车辆广播的女声悠悠地打着招呼,一路上的瞌睡也随着她的问候彻底散去。但条野先生却十分不耐地伸手换掉了早间新闻的广播,单手撑着脸颊也不知道在想什么。
瑟缩在后座上的本大王不敢说话。
几天不见…他怎么有起床气了。
车辆驶进了一栋政府大楼的地下停车场。我跟着末广先生和条野先生乘坐电梯上到最高层,走出电梯后就看到了安吾。
“今天要麻烦您的照顾了。”条野先生带着我走过去,摁着我的脑袋对他一起恭敬地鞠了一躬。
“您客气了,这原本就是异能课分内的事。”
安吾说完,转身带着我们走到尽头处,他输入了密码并经过了瞳纹检测,紧闭的大门缓缓打开。几个身着白大褂的医生抬起头齐刷刷地看过来。

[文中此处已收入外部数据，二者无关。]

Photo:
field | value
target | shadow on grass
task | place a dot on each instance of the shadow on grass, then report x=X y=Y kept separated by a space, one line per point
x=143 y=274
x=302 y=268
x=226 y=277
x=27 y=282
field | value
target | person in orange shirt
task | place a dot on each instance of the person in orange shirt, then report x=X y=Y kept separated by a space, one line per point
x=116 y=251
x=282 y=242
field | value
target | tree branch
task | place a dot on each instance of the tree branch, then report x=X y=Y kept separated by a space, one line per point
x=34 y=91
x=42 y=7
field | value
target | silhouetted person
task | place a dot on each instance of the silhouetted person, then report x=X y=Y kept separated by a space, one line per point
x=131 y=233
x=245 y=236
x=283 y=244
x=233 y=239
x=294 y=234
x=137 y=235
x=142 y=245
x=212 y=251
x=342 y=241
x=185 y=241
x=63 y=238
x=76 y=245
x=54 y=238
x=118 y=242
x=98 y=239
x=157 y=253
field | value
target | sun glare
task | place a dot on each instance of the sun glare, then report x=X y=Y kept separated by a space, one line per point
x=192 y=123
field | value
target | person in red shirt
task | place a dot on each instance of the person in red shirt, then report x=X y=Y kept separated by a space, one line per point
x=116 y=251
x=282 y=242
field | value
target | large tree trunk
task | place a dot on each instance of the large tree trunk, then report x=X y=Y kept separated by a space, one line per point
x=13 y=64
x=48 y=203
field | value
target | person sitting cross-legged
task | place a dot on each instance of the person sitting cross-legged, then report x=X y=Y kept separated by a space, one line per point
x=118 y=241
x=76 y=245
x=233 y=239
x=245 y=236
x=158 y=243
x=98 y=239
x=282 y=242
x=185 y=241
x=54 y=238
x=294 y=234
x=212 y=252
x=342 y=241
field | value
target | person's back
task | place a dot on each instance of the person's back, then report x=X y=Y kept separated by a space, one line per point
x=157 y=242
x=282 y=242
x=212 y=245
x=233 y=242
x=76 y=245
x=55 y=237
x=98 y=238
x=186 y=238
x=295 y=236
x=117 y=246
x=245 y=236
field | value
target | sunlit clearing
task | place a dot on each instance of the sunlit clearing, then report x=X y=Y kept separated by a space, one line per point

条野先生揉了揉我的头发:“我在外面等着,你不要害怕。”
“我不害怕。”我把手里的篮子递给他,同手同脚跟着一位医生姐姐走进内里的房间。
她给我全身做了一套系统的检查,然后抽血就抽了九个管子。我抬起眼皮,望着玻璃窗外直直站着的条野先生,直到医生姐姐在我胳膊上贴着止血绷条时才走到安吾跟前看着什么。
“血液检验报告要一会儿才可以出来。”我走出门的时候听到安吾说道:“你们先去休息室等待一会儿吧。”
条野先生点点头,提起便当篮子带着我跟上安吾的步伐,进到一个窄小的休息室里。
安吾一走,就只剩下我和末广先生大眼瞪小眼。
“先吃点东西吧,小心一会儿低血糖。”条野先生敲着二郎腿,扔给我三明治说道。
“我也没吃饭。”末广先生可怜巴巴地捂着肚子。
条野先生直接拿出一个三明治堵住了他的嘴。
休息室里静悄悄的,末广先生也不像往日那般挑衅条野先生了,自顾自地吃饭。
啃完了三明治的我小口吸着盒装的牛奶,偷瞄着闭眸沉思的条野先生:“…阿菊,你吃了吗?”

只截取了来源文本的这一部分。